The first time I tried teff was in cookies that I bought at a local farmer's market over the summer. I questioned the grain and later went home to google and learn up on this new-to-me grain. The cookies from the market, for the record, were really delicious. So I thought, "why can't I make these cookies myself?"
It took me a few months, and a bag sat quietly in my pantry for quite some time after being picked up off the store shelf initially, but here I am today with a solid recipe that I love under my baking belt.
These cookies are gluten-free, dairy-free (assuming you use vegan chocolate chips), soy-free (again, using soy-free chips) and nut free.
This was from Artsy Foodie:
1 cup roasted almond butter, unsalted-- I used peanut butter
1 tsp vanilla extract
4 oz unsweetened applesauce (1/2 cup)-- I used about 1 1/4 cup because my batter was too dry
1/2 cup pure maple syrup
1 1/2 cups teff flour
1/8 tsp salt
dark chocolate chips
- Preheat oven to 350F.
- Oil two cookie sheets-- I used PAM
- In a food processor, place the almond butter, vanilla, apple sauce and maple syrup. Mix to cream the ingredients together (2 minutes scraping the sides as needed)
- Add the Teff flour and salt to the food processor and pulse until combined.
- Scoop batter to make balls 1 1/4" in diameter and then arrange in rows--leave an 1" of space around each one.
- Flatten with the back of a fork each ball of batter.
- Arrange dark chocolate chips evenly on top of each cookie.

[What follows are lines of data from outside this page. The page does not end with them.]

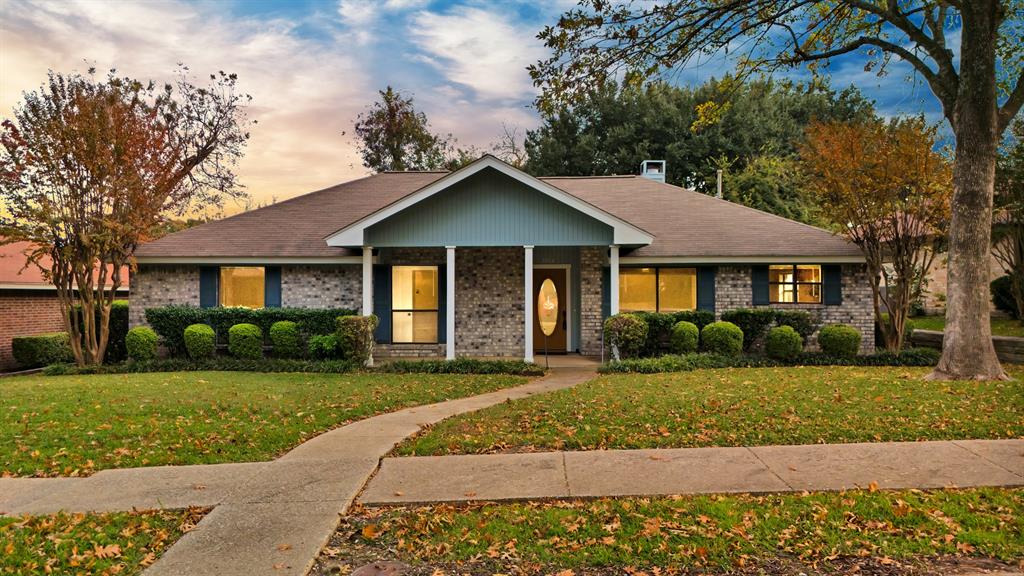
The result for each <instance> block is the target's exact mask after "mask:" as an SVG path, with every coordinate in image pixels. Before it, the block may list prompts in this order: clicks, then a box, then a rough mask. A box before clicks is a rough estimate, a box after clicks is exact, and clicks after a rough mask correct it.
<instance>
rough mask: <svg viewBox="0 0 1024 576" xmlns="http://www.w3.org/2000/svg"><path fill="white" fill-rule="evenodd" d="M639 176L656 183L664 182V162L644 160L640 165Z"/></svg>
mask: <svg viewBox="0 0 1024 576" xmlns="http://www.w3.org/2000/svg"><path fill="white" fill-rule="evenodd" d="M640 175H641V176H643V177H645V178H649V179H652V180H655V181H658V182H664V181H665V160H644V161H643V162H641V163H640Z"/></svg>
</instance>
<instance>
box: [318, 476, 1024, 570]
mask: <svg viewBox="0 0 1024 576" xmlns="http://www.w3.org/2000/svg"><path fill="white" fill-rule="evenodd" d="M940 554H943V556H955V557H984V558H992V559H998V560H1001V561H1009V562H1014V563H1016V562H1018V561H1019V559H1020V558H1022V557H1024V490H1020V489H1016V490H996V489H981V490H944V491H935V492H921V491H901V492H881V491H874V492H871V491H852V492H845V493H814V494H785V495H768V496H750V495H736V496H685V497H672V498H653V499H649V498H625V499H601V500H592V501H574V502H545V503H540V502H534V503H512V504H476V505H462V506H451V505H443V506H425V507H412V508H403V507H399V508H364V509H361V511H360V510H356V513H354V515H352V516H350V517H348V518H346V519H344V520H343V523H342V525H341V527H340V528H339V530H338V532H337V533H336V534H335V536H334V537H333V538H332V539H331V542H330V543H329V545H328V546H327V547H326V548H325V550H324V553H323V554H322V557H321V560H319V562H318V563H317V566H316V568H315V569H314V572H313V574H317V575H319V574H329V573H337V572H330V571H331V570H332V569H333V567H338V565H339V564H344V563H346V562H349V563H353V564H354V566H358V565H359V564H358V563H365V562H372V561H375V560H398V561H401V562H408V563H412V564H414V565H415V566H416V567H417V570H416V573H417V574H430V573H431V571H430V569H431V568H433V567H437V568H439V569H440V570H441V571H442V572H443V571H445V569H446V568H452V569H454V570H453V571H454V572H456V573H458V574H467V575H477V574H493V573H495V572H502V573H506V574H520V573H521V574H556V573H557V574H566V575H568V574H572V570H573V569H575V570H581V569H583V571H582V572H583V573H591V570H589V569H593V568H600V567H613V570H606V571H598V572H596V573H600V574H624V573H627V574H640V573H641V572H639V571H641V570H642V571H646V572H645V573H646V574H672V573H677V572H675V571H677V570H679V569H683V570H686V569H699V570H700V572H701V573H706V572H705V570H708V571H711V572H713V573H718V572H719V571H729V572H730V573H731V572H732V571H739V572H742V573H744V574H746V573H752V574H753V573H757V574H765V573H767V574H798V573H801V572H804V571H806V572H815V573H816V571H814V570H810V568H811V567H814V568H828V567H834V566H841V567H845V568H847V569H848V570H849V572H851V573H852V572H857V569H858V568H859V567H860V566H862V567H864V568H870V570H864V572H865V573H870V574H890V573H893V572H891V571H890V570H891V569H892V568H894V567H895V568H898V567H899V566H900V565H901V564H903V563H907V562H914V563H928V562H934V561H936V560H937V557H939V556H940ZM395 557H397V558H395ZM332 559H338V560H332ZM456 563H458V564H456ZM858 565H860V566H858ZM421 567H422V568H421ZM339 568H340V572H341V573H345V572H346V570H345V568H344V566H342V567H339ZM666 569H668V570H669V571H668V572H666ZM761 570H765V571H764V572H762V571H761ZM748 571H750V572H748ZM944 572H945V571H944V570H942V569H941V568H939V569H938V570H936V571H934V572H923V573H929V574H931V573H937V574H938V573H944ZM434 573H435V574H436V572H434ZM687 573H689V572H687Z"/></svg>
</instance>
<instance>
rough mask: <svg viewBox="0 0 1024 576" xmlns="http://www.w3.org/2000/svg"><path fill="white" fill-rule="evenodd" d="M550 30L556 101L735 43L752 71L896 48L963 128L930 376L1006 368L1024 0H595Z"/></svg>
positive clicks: (1019, 98)
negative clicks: (989, 266) (1009, 254)
mask: <svg viewBox="0 0 1024 576" xmlns="http://www.w3.org/2000/svg"><path fill="white" fill-rule="evenodd" d="M540 38H541V39H543V40H544V41H545V43H546V44H547V46H548V48H550V49H551V50H552V55H551V56H550V57H549V58H547V59H545V60H542V61H540V63H538V64H537V65H535V66H532V67H530V74H531V76H532V77H534V81H535V83H536V84H538V85H539V86H541V87H542V88H543V93H542V95H541V97H540V98H539V101H538V105H539V106H540V108H541V109H542V110H548V111H552V110H555V109H557V108H558V107H559V106H561V105H564V104H566V102H570V104H571V102H575V101H580V100H581V99H584V98H585V97H586V92H587V91H588V90H589V87H590V86H594V85H595V84H600V83H601V82H603V81H605V80H606V79H607V78H611V77H613V76H615V75H618V74H622V75H623V77H624V78H625V79H626V82H627V83H628V84H631V85H639V84H642V83H644V82H646V81H647V80H648V79H650V78H656V77H658V76H660V75H662V74H663V73H665V72H668V71H671V70H672V69H674V68H675V67H677V66H683V65H685V64H687V63H689V61H691V60H693V59H696V58H701V57H707V56H708V55H709V54H719V53H724V52H727V51H729V50H731V51H732V53H733V54H735V53H736V50H737V49H738V50H740V52H739V54H738V57H737V58H736V66H737V71H738V73H739V75H740V76H742V75H746V74H751V73H754V72H770V71H773V70H777V69H779V68H790V67H798V66H805V67H807V68H808V69H810V70H811V71H812V72H815V73H819V72H820V71H822V70H826V69H827V66H828V64H829V63H830V61H833V60H834V59H835V58H837V57H840V56H845V55H847V54H858V55H859V56H861V57H862V58H863V59H864V66H865V68H866V69H867V70H874V71H877V72H878V73H879V74H885V73H886V69H887V65H888V64H889V63H890V61H891V60H892V58H894V57H895V58H898V59H901V60H903V61H905V63H907V64H908V65H910V66H911V67H912V68H913V70H914V72H915V73H916V74H918V75H920V77H921V78H923V79H924V80H925V82H927V83H928V85H929V87H930V88H931V91H932V93H933V94H934V95H935V97H936V98H937V99H938V100H939V101H940V102H941V105H942V110H943V114H944V115H945V118H946V120H947V121H948V122H949V125H950V127H951V128H952V131H953V134H954V136H955V140H956V149H955V159H954V161H953V182H954V184H953V187H954V192H953V212H952V218H951V228H950V238H949V300H948V305H947V307H946V320H947V322H946V330H945V339H944V344H943V349H942V359H941V360H940V362H939V364H938V366H937V367H936V369H935V370H934V371H933V372H932V374H931V375H930V376H929V377H930V378H934V379H941V378H967V379H992V378H1006V377H1007V375H1006V372H1004V370H1002V367H1001V366H1000V365H999V362H998V359H997V358H996V357H995V348H994V347H993V346H992V341H991V326H990V324H989V318H988V306H989V302H988V291H987V290H986V285H987V284H988V250H989V241H990V238H991V221H992V196H993V190H994V179H995V159H996V156H997V152H996V150H997V147H998V143H999V138H1000V135H1001V134H1002V132H1004V131H1005V130H1006V129H1007V127H1008V126H1009V125H1010V123H1011V120H1013V118H1014V117H1015V116H1016V115H1017V113H1018V111H1020V109H1021V106H1022V105H1024V66H1022V65H1024V0H970V1H966V0H904V1H897V0H733V1H729V2H722V1H720V0H669V1H667V2H658V3H649V2H641V1H634V0H616V1H608V0H583V1H582V2H581V6H580V7H577V8H573V9H571V10H569V11H568V12H566V13H564V14H562V16H561V17H560V18H559V19H558V24H557V25H555V26H554V27H547V28H546V29H545V30H543V31H542V32H541V34H540ZM957 39H958V42H959V53H958V54H957V53H956V51H955V50H954V47H955V46H954V43H955V42H957Z"/></svg>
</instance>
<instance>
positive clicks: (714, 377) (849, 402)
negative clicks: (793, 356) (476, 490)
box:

- Bake for 13 minutes in the center of the oven. The bottoms should be slightly golden but the tops will still be slightly soft.
- Let cool on a rack.
- Keep in an airtight container in your pantry or on the counter for a few days
These cookies did not last more than a day in my house(yes, Jordan and Zach gobbled them up too!), but they are definitely pretty healthy....right?